I would like to perform a DISTINCT operation on a subset of the columns.
A = LOAD 'data' AS(a1,a2,a3,a4,a5,a6);
DUMP A;
(1, 2, 3, 4,5,5_1)
(1, 2, 3, 4,5,5_1)
(1, 2, 3, 4,6,6_1)
(1 ,2, 4, 4,7,7_1)
(1, 2, 4, 4,8,8_1)
-- insert DISTINCT operation on a1,a2,a3,a4 here:
-- ...
DUMP A_unique;
(1, 2, 3, 4,5,5_1)
(1, 2, 4, 4,7,7_1)
I have already referred the link:
How to perform a DISTINCT in Pig Latin on a subset of columns?

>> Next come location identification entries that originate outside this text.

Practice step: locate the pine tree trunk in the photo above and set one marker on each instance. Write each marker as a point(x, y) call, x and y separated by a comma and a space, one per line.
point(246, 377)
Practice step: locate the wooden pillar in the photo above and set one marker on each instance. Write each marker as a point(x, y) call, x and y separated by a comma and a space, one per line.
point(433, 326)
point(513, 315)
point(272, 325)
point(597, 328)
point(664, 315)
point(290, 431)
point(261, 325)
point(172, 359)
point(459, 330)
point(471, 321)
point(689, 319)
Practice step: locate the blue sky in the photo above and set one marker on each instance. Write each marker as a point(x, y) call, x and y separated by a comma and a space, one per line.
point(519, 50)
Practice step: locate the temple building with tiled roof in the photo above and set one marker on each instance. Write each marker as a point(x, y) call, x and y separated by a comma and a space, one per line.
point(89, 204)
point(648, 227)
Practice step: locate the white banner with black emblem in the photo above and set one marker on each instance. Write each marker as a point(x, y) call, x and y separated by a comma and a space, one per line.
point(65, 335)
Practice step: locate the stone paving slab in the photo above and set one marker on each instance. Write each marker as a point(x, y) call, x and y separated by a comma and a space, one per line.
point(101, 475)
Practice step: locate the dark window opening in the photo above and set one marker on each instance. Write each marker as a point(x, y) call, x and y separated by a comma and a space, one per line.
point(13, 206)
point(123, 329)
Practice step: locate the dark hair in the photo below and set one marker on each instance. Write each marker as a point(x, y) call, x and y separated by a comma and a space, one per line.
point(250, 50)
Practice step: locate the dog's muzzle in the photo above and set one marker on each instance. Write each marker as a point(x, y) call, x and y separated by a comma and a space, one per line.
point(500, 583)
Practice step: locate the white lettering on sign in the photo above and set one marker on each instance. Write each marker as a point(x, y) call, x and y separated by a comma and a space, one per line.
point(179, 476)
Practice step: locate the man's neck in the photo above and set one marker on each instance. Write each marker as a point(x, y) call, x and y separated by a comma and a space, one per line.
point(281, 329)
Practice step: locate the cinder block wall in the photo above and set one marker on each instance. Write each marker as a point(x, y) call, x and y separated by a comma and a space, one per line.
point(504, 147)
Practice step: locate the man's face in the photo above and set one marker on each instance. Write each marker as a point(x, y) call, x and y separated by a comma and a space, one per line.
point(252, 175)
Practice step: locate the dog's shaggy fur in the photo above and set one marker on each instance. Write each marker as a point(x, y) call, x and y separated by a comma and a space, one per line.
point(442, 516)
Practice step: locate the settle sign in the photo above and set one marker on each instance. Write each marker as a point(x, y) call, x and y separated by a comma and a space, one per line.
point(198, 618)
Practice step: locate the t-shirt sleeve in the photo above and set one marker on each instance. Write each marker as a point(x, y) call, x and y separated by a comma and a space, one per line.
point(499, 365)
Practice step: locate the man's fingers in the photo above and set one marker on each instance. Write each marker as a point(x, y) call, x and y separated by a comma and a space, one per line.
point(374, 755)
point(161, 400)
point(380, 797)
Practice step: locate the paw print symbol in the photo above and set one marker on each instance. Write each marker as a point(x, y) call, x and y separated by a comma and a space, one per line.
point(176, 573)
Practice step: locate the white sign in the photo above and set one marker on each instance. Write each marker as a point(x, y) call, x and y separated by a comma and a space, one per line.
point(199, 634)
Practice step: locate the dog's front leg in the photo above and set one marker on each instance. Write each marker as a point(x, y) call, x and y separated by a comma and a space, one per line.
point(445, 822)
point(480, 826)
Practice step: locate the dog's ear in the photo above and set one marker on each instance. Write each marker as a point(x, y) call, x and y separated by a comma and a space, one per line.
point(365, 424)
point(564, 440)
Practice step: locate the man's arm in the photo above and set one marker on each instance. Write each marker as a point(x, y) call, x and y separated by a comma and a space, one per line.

And used the below two ways:
Method 1:
1.DATA = LOAD '/usr/local/Input.txt' AS (a1,a2,a3,a4,a5,a6);
2.DATA2 = FOREACH DATA GENERATE TOTUPLE(a1,a2,a3,a4) AS combined, a5 as a5,a6 as a6;
3.grouped_by_a5_a6 = GROUP DATA2 BY combined;
4.grouped_and_distinct = FOREACH grouped_by_a5_a6 {
combined_unique =LIMIT DATA2 1;
GENERATE FLATTEN(combined_unique);
};
Method 2:
DATA = LOAD '/usr/local/Input.txt' AS (a1,a2,a3,a4,a5,a6) ;
A2 = FOREACH DATA GENERATE TOTUPLE(a1,a2,a3,a4) AS combined, a5 as a5,a6 as a6 ;
grouped_by_a5_a6 = GROUP A2 BY (a5,a6);
grouped_and_distinct = FOREACH grouped_by_a5_a6 {
combined_unique = DISTINCT A2.combined;
GENERATE FLATTEN(combined_unique);
};
But I am getting answer like:
(1, 2, 3, 4,5,5_1)
(1, 2, 3, 4,6,6_1)
(1, 2, 4, 4,7,7_1)
(1, 2, 4, 4,8,8_1)
Instead of:
(1, 2, 3, 4,5,5_1)
(1, 2, 4, 4,7,7_1)
What is wrong in the above mentioned codes?